Phase 14.0: llm.c auto-picked up by collectRuntimeSources. The build driver's collectRuntimeSources walks every *.c file in the embed FS src/ directory. Adding llm.c there is sufficient; no driver change needed. The header llm.h is included unconditionally in the emitted prologue (same as all other runtime headers).

Phase 14.0: type-checker whitelist for provider names. The type checker now recognises "openai", "anthropic", "google", "llama" as text-generation providers returning string. All other unknown targets are still an error (existing unknown_generate_type golden test preserved). Unknown struct targets still produce the T025 unknown type diagnostic.

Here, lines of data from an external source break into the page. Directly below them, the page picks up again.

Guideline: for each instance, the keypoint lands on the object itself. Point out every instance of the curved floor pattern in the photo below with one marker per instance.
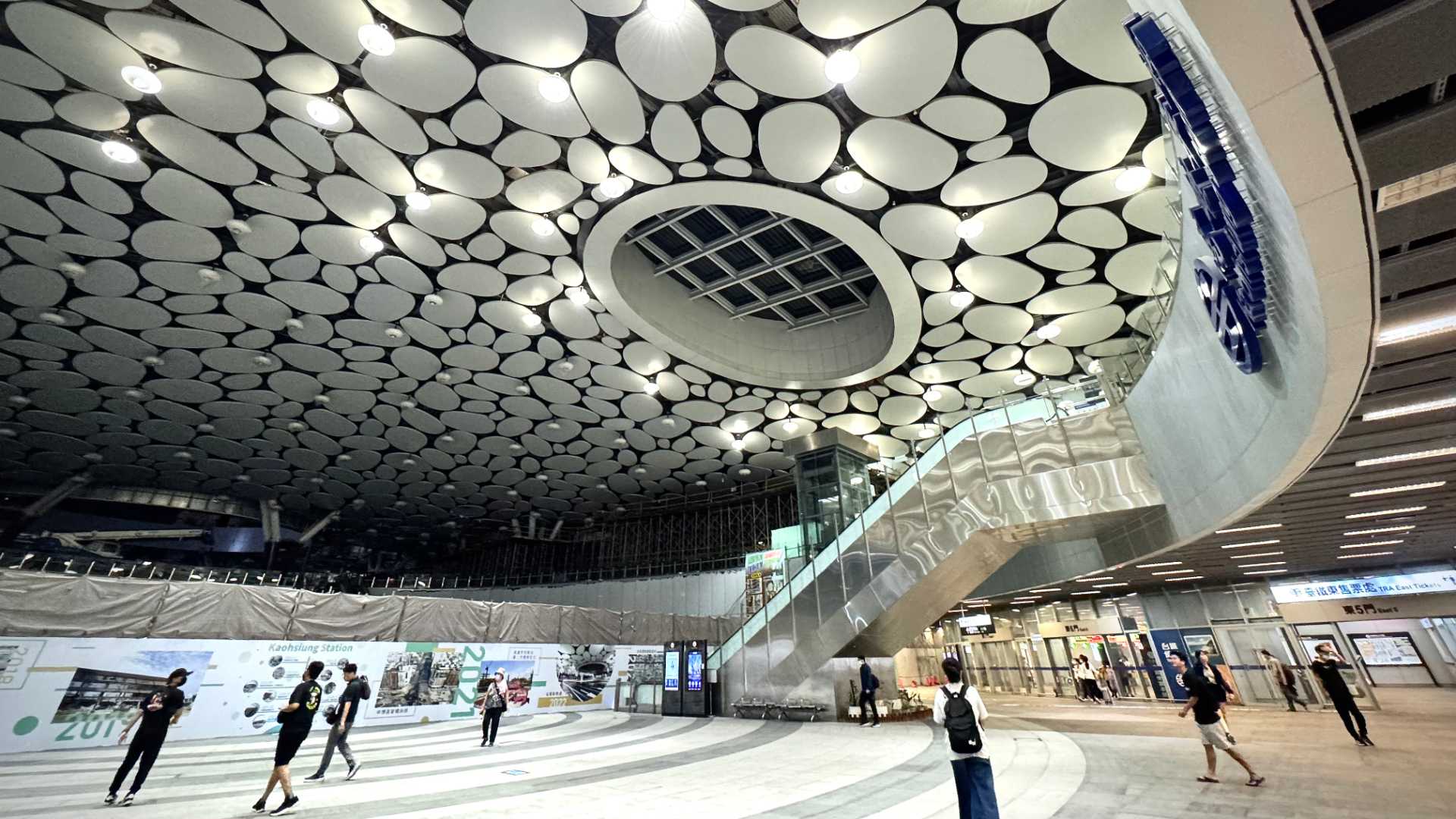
(593, 764)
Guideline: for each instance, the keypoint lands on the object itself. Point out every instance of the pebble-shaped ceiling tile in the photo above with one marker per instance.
(335, 276)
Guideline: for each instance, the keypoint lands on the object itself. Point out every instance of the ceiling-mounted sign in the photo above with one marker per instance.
(1231, 281)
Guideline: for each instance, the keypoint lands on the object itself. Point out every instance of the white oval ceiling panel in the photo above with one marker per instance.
(551, 34)
(1090, 127)
(890, 85)
(1090, 34)
(514, 93)
(902, 155)
(609, 101)
(672, 61)
(995, 181)
(999, 279)
(1009, 66)
(1094, 226)
(1015, 226)
(921, 231)
(777, 63)
(968, 118)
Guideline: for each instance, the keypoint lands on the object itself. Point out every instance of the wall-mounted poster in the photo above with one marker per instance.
(1392, 649)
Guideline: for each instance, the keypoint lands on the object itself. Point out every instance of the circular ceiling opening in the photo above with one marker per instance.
(755, 283)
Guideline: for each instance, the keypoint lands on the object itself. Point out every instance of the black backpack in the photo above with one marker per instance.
(960, 722)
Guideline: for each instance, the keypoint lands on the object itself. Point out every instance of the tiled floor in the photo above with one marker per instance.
(1052, 758)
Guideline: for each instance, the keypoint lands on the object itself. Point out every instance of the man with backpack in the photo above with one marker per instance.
(868, 686)
(960, 708)
(341, 717)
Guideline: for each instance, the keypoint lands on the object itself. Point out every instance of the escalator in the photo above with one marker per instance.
(987, 488)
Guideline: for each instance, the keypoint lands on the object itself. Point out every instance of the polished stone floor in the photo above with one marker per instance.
(1052, 758)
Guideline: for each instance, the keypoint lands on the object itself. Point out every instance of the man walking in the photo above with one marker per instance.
(348, 707)
(868, 686)
(1282, 678)
(1203, 701)
(159, 710)
(297, 720)
(1327, 668)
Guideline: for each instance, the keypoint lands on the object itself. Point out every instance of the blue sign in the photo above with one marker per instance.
(695, 670)
(1169, 640)
(1231, 281)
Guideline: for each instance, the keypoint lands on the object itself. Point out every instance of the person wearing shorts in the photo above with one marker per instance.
(297, 720)
(1204, 704)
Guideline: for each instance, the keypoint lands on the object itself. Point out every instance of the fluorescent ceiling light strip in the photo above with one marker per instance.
(1420, 455)
(1417, 330)
(1248, 528)
(1411, 409)
(1248, 544)
(1402, 510)
(1369, 544)
(1405, 488)
(1407, 528)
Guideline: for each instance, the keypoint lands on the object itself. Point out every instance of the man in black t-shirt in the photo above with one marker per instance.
(297, 720)
(348, 707)
(1327, 668)
(159, 710)
(1204, 700)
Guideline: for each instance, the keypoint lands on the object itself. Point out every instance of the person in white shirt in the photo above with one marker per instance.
(973, 771)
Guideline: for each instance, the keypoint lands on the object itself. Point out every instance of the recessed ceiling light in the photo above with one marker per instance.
(376, 39)
(1417, 330)
(612, 187)
(1248, 528)
(140, 79)
(1133, 178)
(1420, 455)
(849, 183)
(1405, 488)
(1382, 529)
(118, 152)
(842, 66)
(1411, 409)
(322, 111)
(554, 88)
(1250, 544)
(970, 228)
(1370, 544)
(1402, 510)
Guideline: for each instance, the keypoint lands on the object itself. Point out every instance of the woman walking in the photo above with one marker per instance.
(959, 707)
(491, 698)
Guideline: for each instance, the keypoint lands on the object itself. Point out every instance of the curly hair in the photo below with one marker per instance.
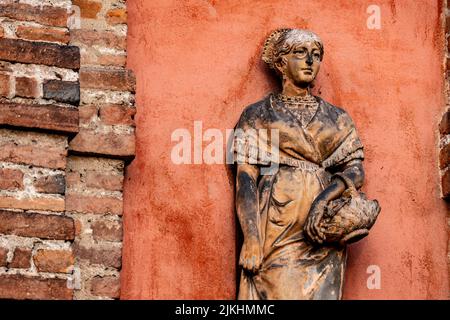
(282, 41)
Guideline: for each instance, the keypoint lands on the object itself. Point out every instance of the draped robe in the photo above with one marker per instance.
(310, 150)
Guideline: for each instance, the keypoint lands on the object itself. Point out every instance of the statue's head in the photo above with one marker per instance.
(294, 54)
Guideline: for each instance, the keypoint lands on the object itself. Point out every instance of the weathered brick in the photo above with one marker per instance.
(26, 87)
(88, 8)
(107, 230)
(117, 115)
(73, 178)
(55, 184)
(107, 79)
(62, 91)
(106, 287)
(444, 126)
(92, 56)
(24, 287)
(46, 15)
(40, 116)
(3, 256)
(116, 16)
(43, 34)
(90, 38)
(99, 180)
(15, 50)
(87, 113)
(11, 179)
(44, 226)
(445, 182)
(59, 261)
(4, 85)
(444, 156)
(108, 257)
(93, 204)
(32, 203)
(38, 149)
(109, 144)
(21, 259)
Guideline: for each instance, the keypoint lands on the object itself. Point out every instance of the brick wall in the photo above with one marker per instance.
(66, 134)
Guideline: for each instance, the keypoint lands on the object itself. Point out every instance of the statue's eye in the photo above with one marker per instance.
(300, 52)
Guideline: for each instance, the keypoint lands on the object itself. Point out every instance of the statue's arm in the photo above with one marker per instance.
(354, 171)
(247, 211)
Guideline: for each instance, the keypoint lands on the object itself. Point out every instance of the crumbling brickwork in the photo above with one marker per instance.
(66, 135)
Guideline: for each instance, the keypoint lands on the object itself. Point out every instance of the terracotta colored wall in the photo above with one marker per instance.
(200, 60)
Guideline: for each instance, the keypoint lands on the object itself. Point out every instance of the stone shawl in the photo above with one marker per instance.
(312, 146)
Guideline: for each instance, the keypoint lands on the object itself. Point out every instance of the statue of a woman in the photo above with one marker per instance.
(284, 254)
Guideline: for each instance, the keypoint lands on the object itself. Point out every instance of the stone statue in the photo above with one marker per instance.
(297, 221)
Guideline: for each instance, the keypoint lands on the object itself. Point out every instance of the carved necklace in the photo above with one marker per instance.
(303, 108)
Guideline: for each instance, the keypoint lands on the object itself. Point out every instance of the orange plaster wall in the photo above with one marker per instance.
(200, 60)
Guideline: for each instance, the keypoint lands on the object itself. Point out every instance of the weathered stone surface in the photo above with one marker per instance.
(93, 204)
(107, 230)
(3, 256)
(62, 91)
(48, 117)
(116, 16)
(110, 257)
(32, 203)
(33, 148)
(103, 180)
(117, 114)
(445, 182)
(26, 87)
(59, 261)
(106, 287)
(46, 15)
(90, 38)
(444, 156)
(107, 79)
(21, 259)
(109, 144)
(54, 184)
(49, 54)
(11, 179)
(24, 287)
(43, 226)
(5, 86)
(43, 34)
(88, 9)
(444, 126)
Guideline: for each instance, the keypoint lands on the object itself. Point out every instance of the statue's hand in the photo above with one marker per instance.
(251, 255)
(312, 230)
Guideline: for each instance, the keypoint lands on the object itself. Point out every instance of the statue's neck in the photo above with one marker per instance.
(290, 89)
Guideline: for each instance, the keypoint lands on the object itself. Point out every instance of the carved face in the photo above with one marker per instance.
(301, 64)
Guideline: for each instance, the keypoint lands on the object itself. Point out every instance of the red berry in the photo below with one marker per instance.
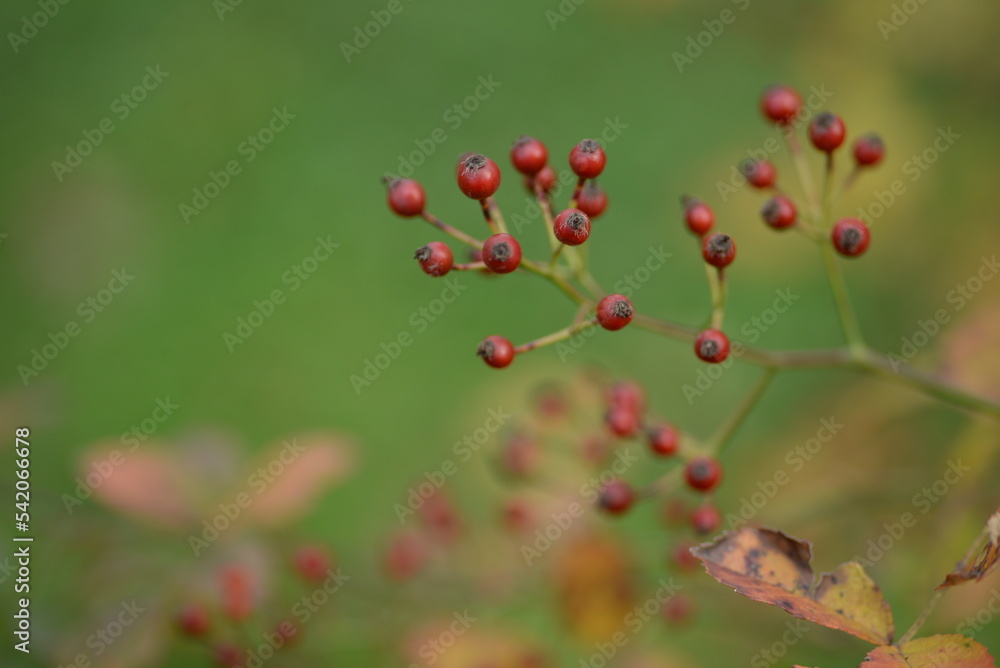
(502, 253)
(529, 155)
(712, 346)
(664, 440)
(592, 200)
(478, 176)
(193, 619)
(406, 197)
(702, 473)
(706, 519)
(312, 563)
(435, 258)
(587, 159)
(616, 497)
(759, 173)
(622, 422)
(779, 212)
(780, 104)
(719, 250)
(869, 150)
(572, 227)
(614, 312)
(850, 237)
(496, 351)
(827, 132)
(698, 216)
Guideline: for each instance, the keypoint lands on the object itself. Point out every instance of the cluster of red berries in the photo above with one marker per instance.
(236, 604)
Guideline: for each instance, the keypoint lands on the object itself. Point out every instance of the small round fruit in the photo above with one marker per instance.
(587, 159)
(616, 497)
(496, 351)
(759, 173)
(529, 155)
(779, 212)
(719, 250)
(702, 473)
(827, 132)
(706, 519)
(869, 150)
(711, 346)
(592, 200)
(572, 227)
(614, 312)
(698, 216)
(850, 237)
(436, 258)
(780, 104)
(664, 440)
(502, 253)
(406, 197)
(478, 176)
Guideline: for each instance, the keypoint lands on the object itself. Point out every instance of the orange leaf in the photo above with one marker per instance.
(986, 562)
(953, 651)
(768, 566)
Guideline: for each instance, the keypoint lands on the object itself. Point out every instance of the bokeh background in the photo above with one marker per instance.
(230, 65)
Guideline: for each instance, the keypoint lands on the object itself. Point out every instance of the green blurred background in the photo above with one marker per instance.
(163, 335)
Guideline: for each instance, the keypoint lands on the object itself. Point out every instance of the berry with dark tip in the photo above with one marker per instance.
(592, 200)
(572, 227)
(616, 497)
(614, 312)
(478, 176)
(719, 250)
(496, 351)
(406, 197)
(502, 253)
(587, 159)
(529, 155)
(869, 150)
(702, 473)
(850, 237)
(759, 173)
(698, 216)
(780, 104)
(436, 258)
(827, 132)
(779, 212)
(663, 440)
(711, 346)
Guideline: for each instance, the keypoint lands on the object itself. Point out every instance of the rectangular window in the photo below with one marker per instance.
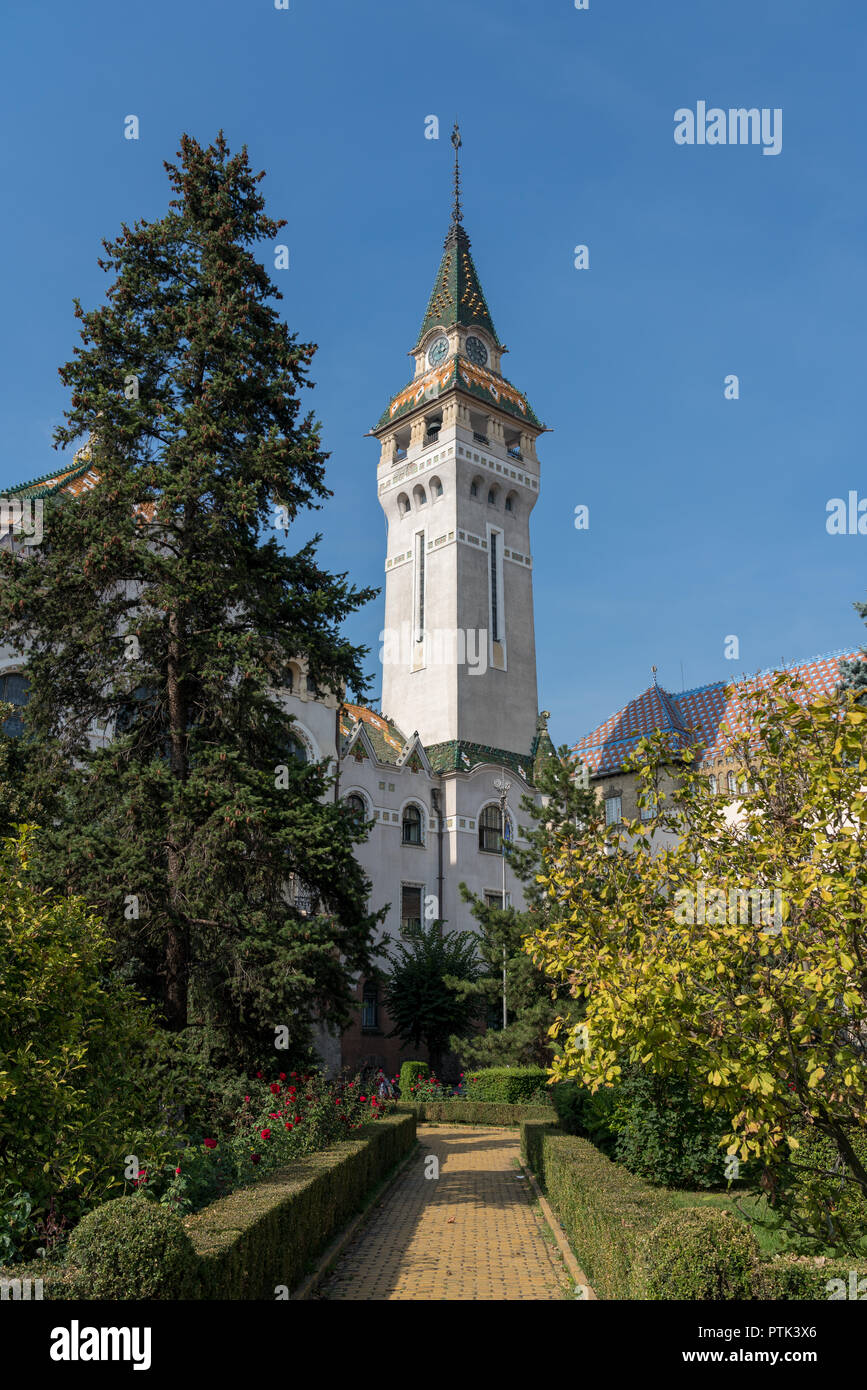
(495, 598)
(410, 906)
(420, 585)
(495, 900)
(370, 1008)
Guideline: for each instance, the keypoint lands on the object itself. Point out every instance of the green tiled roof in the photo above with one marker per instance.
(457, 296)
(542, 745)
(53, 483)
(385, 737)
(478, 381)
(457, 755)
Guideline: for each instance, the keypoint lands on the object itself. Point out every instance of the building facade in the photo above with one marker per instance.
(439, 773)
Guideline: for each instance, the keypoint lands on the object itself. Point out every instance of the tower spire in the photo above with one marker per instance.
(456, 211)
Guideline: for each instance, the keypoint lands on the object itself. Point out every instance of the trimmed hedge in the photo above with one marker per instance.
(699, 1254)
(134, 1248)
(243, 1246)
(474, 1112)
(603, 1209)
(506, 1084)
(264, 1236)
(803, 1278)
(637, 1241)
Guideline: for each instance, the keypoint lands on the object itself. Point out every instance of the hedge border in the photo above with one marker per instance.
(609, 1215)
(475, 1112)
(264, 1236)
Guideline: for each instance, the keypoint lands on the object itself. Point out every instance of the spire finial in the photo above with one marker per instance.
(456, 141)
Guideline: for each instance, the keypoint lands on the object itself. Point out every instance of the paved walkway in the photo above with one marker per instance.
(470, 1233)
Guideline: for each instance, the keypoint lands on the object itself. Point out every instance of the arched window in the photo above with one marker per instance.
(295, 748)
(411, 826)
(370, 1007)
(491, 827)
(14, 690)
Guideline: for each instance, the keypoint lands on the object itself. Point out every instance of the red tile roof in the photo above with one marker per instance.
(703, 716)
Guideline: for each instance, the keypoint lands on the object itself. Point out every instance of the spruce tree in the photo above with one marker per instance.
(164, 608)
(531, 1002)
(420, 1002)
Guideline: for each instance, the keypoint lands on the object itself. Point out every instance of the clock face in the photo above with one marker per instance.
(438, 352)
(477, 352)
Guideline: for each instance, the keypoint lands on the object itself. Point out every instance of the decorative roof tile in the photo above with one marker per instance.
(459, 371)
(703, 717)
(457, 296)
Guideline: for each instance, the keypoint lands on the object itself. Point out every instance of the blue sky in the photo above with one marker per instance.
(707, 516)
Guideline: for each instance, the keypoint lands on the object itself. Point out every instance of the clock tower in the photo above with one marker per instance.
(457, 481)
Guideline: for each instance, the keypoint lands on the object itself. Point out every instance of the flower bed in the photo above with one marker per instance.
(284, 1116)
(474, 1112)
(252, 1244)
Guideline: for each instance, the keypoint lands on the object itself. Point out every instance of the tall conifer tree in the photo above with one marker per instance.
(531, 1001)
(164, 608)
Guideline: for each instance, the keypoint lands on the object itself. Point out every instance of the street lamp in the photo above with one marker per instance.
(502, 786)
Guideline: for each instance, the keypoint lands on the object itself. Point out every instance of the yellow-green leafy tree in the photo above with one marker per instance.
(71, 1047)
(727, 940)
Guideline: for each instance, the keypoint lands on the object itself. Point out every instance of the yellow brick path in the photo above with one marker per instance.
(470, 1233)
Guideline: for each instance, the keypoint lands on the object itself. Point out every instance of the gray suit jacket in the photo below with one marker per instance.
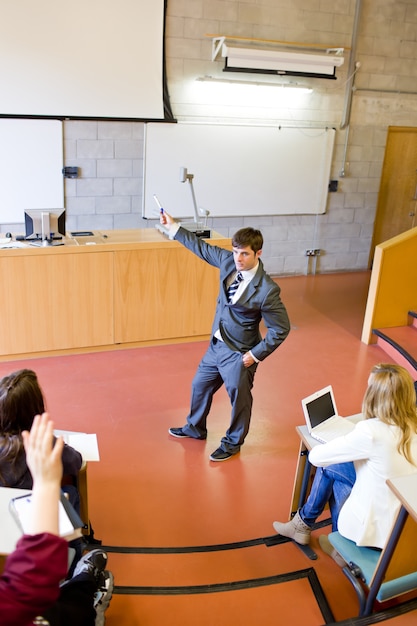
(239, 323)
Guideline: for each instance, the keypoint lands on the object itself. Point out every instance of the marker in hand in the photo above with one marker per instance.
(161, 210)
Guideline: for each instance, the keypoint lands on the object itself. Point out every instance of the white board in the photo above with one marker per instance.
(31, 162)
(237, 170)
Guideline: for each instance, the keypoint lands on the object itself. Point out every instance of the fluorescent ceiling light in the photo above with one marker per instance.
(253, 83)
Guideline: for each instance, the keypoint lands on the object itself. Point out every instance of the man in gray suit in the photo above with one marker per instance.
(247, 296)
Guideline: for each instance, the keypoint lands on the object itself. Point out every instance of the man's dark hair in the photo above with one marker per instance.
(248, 237)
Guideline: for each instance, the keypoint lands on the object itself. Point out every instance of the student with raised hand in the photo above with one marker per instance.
(352, 470)
(30, 585)
(21, 398)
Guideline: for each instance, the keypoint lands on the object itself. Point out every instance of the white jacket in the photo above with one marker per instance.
(368, 514)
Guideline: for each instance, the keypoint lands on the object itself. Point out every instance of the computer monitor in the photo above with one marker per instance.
(44, 224)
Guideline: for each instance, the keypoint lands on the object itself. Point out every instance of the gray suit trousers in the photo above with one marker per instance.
(221, 365)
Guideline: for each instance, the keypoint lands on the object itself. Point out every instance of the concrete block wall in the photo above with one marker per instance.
(108, 193)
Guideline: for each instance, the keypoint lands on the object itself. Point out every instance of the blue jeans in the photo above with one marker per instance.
(332, 485)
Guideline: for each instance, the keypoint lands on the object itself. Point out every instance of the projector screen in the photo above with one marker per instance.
(83, 59)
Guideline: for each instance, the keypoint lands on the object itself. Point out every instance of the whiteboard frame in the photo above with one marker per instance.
(31, 162)
(238, 170)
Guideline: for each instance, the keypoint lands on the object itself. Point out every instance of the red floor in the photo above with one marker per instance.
(152, 491)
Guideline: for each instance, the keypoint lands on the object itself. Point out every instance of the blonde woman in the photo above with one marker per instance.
(352, 470)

Phase 14.0: generate <provider> { model, prompt } fields only. Phase 14.0 lowers only prompt and model fields. Other fields ("temperature", "top_p", "max_tokens", "stop") are rejected by the lower pass with an unsupported-in-Phase-14.0 error. The type checker already validates these field types.

Phase 14.0: trailing newline stripped from cassette files. The runtime strips a single trailing newline so cassette files can be written with a trailing newline (normal in text editors) without affecting the effective response. The cassette directory for each fixture is stored under <fixture>/cassette/.

Deferred work

Provider-specific tool-use / function-calling integration tests: a follow-up phase if upstream stabilises.

Closeout notes

All sub-phases 14.0 through 14.5 are LANDED. The generate <provider> { ... } expression compiles and runs in cassette replay mode; OpenAI, Anthropic, and Google live providers are available with -DMOCHI_LLM_HAVE_CURL -lcurl; llama.cpp local inference is available with -DMOCHI_LLM_HAVE_LLAMA -lllama and LLAMA_MODEL_PATH; cassette recording is available via MOCHI_LLM_CASSETTE_RECORD. Phase 14 is COMPLETE.